1 Reply Latest reply on Jul 26, 2010 8:38 PM by 843790

    Low-memory footprint Serialisation


      I have an object that I wish to serialise over RMI in parallel to 8 remote machines. The object is quite large (~2.8GB) and all of the machines have ~4GB heap-space available.

      The object being serialised essentially contains a HashMap:
      HashMap<Node, NodeSet> nodeToSet
      The Node class contains a string, and some primitive values.
      The NodeSet overrides PriorityQueue<Node> again with a couple of primitive values.

      The Map stores a Node as key, and the set to which it belongs as value. Each (node/set) reference is internally interned, and each node appears only in one set. An example:
      a -> {a, c, e}
      b -> {b, d}
      c -> {a, c, e}
      d -> {b, d}
      e -> {a, c, e}

      Using default serialisation, the serialising machine runs into intermittent heap-space problems (three of the eight concurrent transmissions fail). I'm not so knowledgeable about serialisation, but I overrode the writeObject() and readObject() methods to send a stream of the raw sets and reconstruct them manually on the other side (which is fairly cheap anyways given the Map structure). This still encounters the same problems presumably due to the ObjectOutputStream storing objects.

      Essentially, I want to send the raw NodeSet values across the wire in a stream without recycling references (which will be unique anyways): i.e., without the memory overhead of storing the objects. I tried intermittently calling reset() on the OOS [see code below], but now I get a "java.io.IOException: stream active" exception.

      I could use writeUnshared() readUnshared(), but this would still call writeObject() readObject() on the underlying Nodes/Strings. I cannot override the Node serialisation as it is used in various other related projects.

      Can anyone suggest an easy way to achieve the serialisation without storing objects in the ObjectOutputStream that could be completely contained within the NodeToSetMap/NodeSet classes?

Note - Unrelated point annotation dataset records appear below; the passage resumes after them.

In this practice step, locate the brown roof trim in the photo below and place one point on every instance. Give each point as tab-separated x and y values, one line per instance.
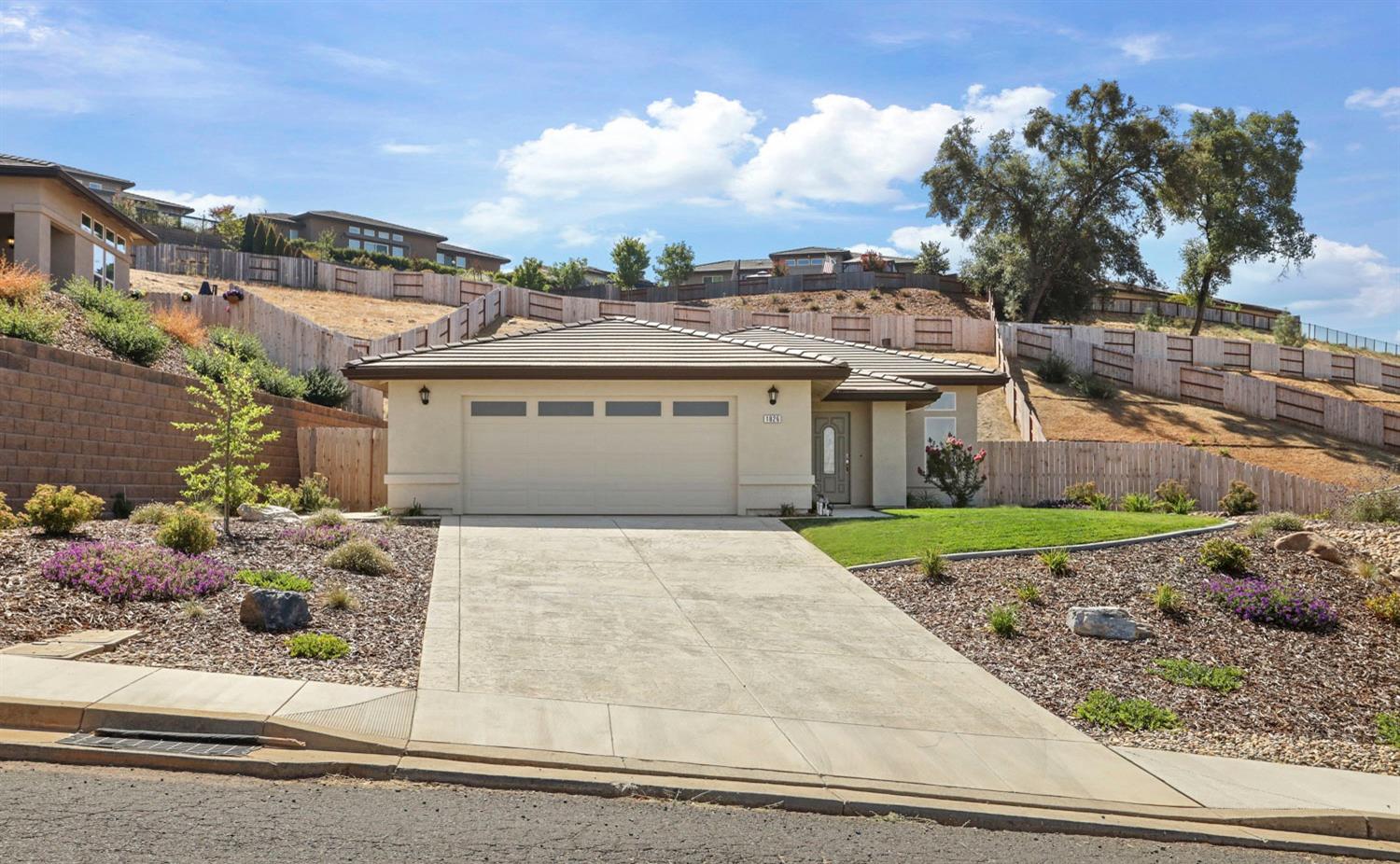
97	201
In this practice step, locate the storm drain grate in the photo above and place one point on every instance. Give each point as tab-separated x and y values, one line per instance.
159	746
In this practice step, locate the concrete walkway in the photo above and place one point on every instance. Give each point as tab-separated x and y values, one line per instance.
724	642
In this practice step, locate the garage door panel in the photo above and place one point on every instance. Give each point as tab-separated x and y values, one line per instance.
601	466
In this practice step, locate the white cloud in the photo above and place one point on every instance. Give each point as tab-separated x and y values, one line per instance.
850	151
1142	48
678	150
1386	101
397	148
500	220
202	203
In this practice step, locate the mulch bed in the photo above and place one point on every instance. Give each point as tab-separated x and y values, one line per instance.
385	634
1308	698
890	301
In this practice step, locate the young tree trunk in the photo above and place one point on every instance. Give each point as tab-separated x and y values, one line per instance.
1201	299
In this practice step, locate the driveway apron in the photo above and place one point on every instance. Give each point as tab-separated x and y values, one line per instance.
722	642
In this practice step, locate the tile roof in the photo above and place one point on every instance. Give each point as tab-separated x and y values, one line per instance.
602	347
871	358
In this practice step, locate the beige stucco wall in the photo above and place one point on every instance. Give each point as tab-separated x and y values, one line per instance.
44	207
426	441
966	419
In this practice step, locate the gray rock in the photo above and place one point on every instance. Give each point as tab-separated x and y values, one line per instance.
1313	544
265	513
1106	622
273	611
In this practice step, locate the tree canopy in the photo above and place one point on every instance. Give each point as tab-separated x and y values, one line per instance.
1235	181
630	260
1072	201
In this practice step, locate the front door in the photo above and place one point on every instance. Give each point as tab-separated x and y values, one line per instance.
832	455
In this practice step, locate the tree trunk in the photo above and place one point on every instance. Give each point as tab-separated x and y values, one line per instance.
1201	299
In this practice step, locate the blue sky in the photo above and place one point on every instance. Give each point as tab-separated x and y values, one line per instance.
741	128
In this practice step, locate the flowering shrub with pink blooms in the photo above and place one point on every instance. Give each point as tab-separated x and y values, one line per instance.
123	572
954	468
1263	603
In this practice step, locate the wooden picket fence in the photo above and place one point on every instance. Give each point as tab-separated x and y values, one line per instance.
352	460
1025	472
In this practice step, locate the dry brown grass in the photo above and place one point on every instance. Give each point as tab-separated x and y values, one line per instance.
182	325
21	283
349	314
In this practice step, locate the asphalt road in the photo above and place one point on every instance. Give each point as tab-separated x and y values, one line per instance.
56	814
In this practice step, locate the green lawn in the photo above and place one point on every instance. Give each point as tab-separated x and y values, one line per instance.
980	528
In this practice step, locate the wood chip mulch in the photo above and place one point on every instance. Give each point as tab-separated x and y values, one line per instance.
1308	698
385	634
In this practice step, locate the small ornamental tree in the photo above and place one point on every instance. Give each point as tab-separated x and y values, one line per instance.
954	468
232	430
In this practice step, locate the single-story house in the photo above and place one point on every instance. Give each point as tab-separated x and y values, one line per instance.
626	416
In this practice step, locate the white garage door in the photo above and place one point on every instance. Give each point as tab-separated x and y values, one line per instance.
601	455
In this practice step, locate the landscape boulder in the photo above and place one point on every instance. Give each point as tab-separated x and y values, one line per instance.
265	513
1312	544
273	611
1106	622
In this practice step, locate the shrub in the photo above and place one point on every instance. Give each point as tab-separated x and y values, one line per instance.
1168	600
1190	674
1239	500
360	556
1109	712
8	519
238	343
327	516
308	496
120	508
1288	330
181	325
325	386
1263	603
276	580
316	646
1380	506
125	572
1081	494
321	537
1388	729
339	597
31	322
954	469
1004	620
20	283
1136	502
1055	561
187	531
151	514
932	564
1224	556
1092	386
1053	369
1386	606
1172	497
61	510
1280	522
134	339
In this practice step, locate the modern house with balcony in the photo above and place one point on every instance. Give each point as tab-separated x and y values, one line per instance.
355	231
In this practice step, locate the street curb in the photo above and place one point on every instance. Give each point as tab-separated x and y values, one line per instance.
1319	832
1131	541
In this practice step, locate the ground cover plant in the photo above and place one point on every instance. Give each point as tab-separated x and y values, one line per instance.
980	528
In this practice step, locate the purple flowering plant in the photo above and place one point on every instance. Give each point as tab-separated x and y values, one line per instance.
122	572
1257	600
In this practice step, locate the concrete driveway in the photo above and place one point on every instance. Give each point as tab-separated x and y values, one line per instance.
722	642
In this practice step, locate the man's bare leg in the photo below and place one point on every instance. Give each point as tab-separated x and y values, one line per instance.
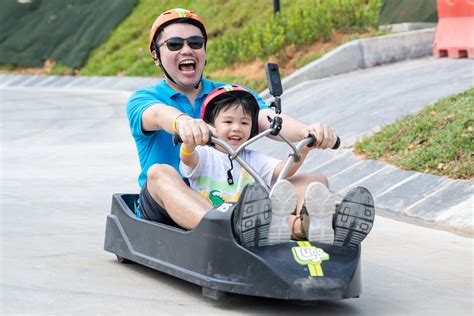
301	182
185	206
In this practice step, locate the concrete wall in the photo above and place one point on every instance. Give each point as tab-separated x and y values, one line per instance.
364	53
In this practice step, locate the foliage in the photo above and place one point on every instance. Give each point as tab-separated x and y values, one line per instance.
237	33
439	139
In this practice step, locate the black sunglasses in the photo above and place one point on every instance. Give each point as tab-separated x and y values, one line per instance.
176	43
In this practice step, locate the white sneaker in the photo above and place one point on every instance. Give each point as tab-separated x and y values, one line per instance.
320	204
284	200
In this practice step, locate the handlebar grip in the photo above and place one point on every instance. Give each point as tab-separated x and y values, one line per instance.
313	141
337	144
177	139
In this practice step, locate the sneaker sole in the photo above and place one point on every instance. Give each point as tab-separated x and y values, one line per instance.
284	200
320	206
354	218
256	215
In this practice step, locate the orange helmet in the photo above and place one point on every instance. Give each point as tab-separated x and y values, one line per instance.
174	16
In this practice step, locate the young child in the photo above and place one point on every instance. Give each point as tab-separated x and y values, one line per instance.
233	112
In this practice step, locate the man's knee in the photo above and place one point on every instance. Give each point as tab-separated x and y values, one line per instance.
318	177
306	178
160	173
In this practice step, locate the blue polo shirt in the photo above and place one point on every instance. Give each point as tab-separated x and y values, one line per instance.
157	146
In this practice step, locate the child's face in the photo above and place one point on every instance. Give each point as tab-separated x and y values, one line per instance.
233	126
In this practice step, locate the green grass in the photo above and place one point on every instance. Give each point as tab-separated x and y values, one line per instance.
239	31
438	140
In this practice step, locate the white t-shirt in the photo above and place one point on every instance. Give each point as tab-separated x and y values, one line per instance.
209	177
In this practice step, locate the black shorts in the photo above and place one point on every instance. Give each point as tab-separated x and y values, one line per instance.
150	210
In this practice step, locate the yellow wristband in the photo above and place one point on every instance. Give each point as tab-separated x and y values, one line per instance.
186	153
174	121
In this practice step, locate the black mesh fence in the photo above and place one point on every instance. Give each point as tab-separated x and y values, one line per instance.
402	11
66	31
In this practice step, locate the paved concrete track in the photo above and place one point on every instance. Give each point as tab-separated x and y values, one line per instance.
65	152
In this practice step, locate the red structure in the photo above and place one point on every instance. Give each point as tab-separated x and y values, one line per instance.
454	35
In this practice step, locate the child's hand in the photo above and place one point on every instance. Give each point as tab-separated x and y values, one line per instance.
325	135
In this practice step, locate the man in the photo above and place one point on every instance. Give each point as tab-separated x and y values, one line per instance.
177	43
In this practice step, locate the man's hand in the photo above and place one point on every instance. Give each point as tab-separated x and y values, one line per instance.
193	131
325	135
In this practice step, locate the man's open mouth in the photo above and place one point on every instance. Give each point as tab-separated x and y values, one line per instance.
187	65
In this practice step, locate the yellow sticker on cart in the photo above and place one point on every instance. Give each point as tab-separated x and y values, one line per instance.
307	254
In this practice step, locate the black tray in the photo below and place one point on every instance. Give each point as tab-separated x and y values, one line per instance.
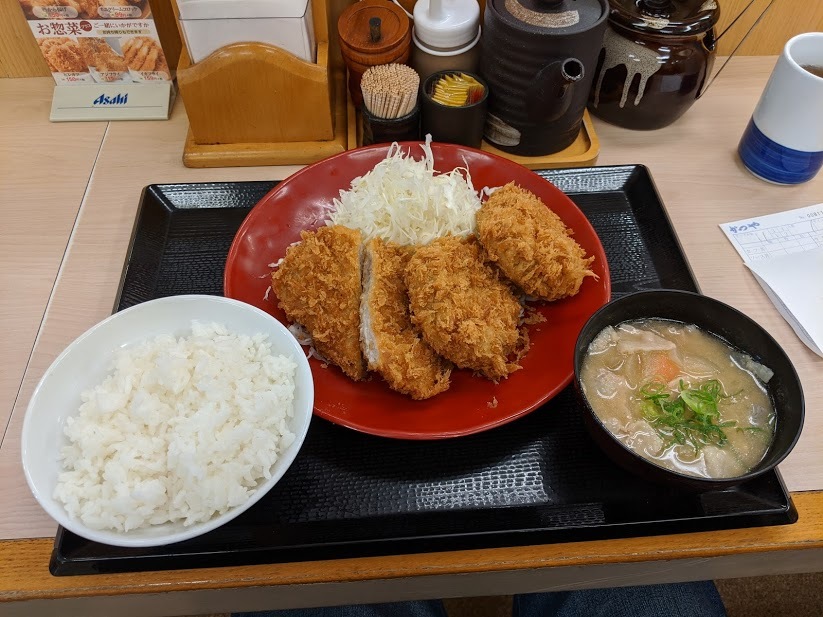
537	480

      I hope my question is clear, and thanks in advance for any help.
      public static class NodeToSetMap implements Serializable {
           private static final int SERIALISATION_RESET_COUNTER = 500;
           private HashMap<Node, NodeSet> nodeToSet;
           private int numberOfSets;
           private int numberOfNodes; //should equals nodeToSet.size()
           private void writeObject(ObjectOutputStream oos) throws IOException {
                int sets= 0;
                for(Map.Entry<Node, NodeSet> e:nodeToSet.entrySet()){
                     if(e.getKey().equals(e.getValue().peek()){ //write set only once
                          if(sets%SERIALISATION_RESET_COUNTER == 0){
                //... log some stats and cross check
           private void readObject(ObjectInputStream ois) throws ClassNotFoundException, IOException {
                nodeToSet= new HashMap<Node,NodeSet>();
                numberOfSets = ois.readInt();
                numberOfNodes = ois.readInt();
                for(int i=0; i<numberOfSets; i++){
                     NodeSet ns = (NodeSet)ois.readObject();
                     for(Node n: ns){
                          nodeToSet.put(n, ns);
                //... log some stats and cross check set/node sizes
      public static class Node implements Serializable, Comparable<Node> ... {
           private String label;
      public static class NodeSet extends PriorityQueue<Node> {
      Edited by: jadroit on Jul 23, 2010 7:00 PM
        • 1. Re: Low-memory footprint Serialisation
          Couldn't find a way around the internal storage of objects in the ObjectOutputStream, so I ended up abandoning the standard serialisation methods and implemented my own encoding of the sets -- that is, not using oos.writeObject(blah), but encoding and writing the sets as bytes, and decoding them on the other end. Now works like a charm.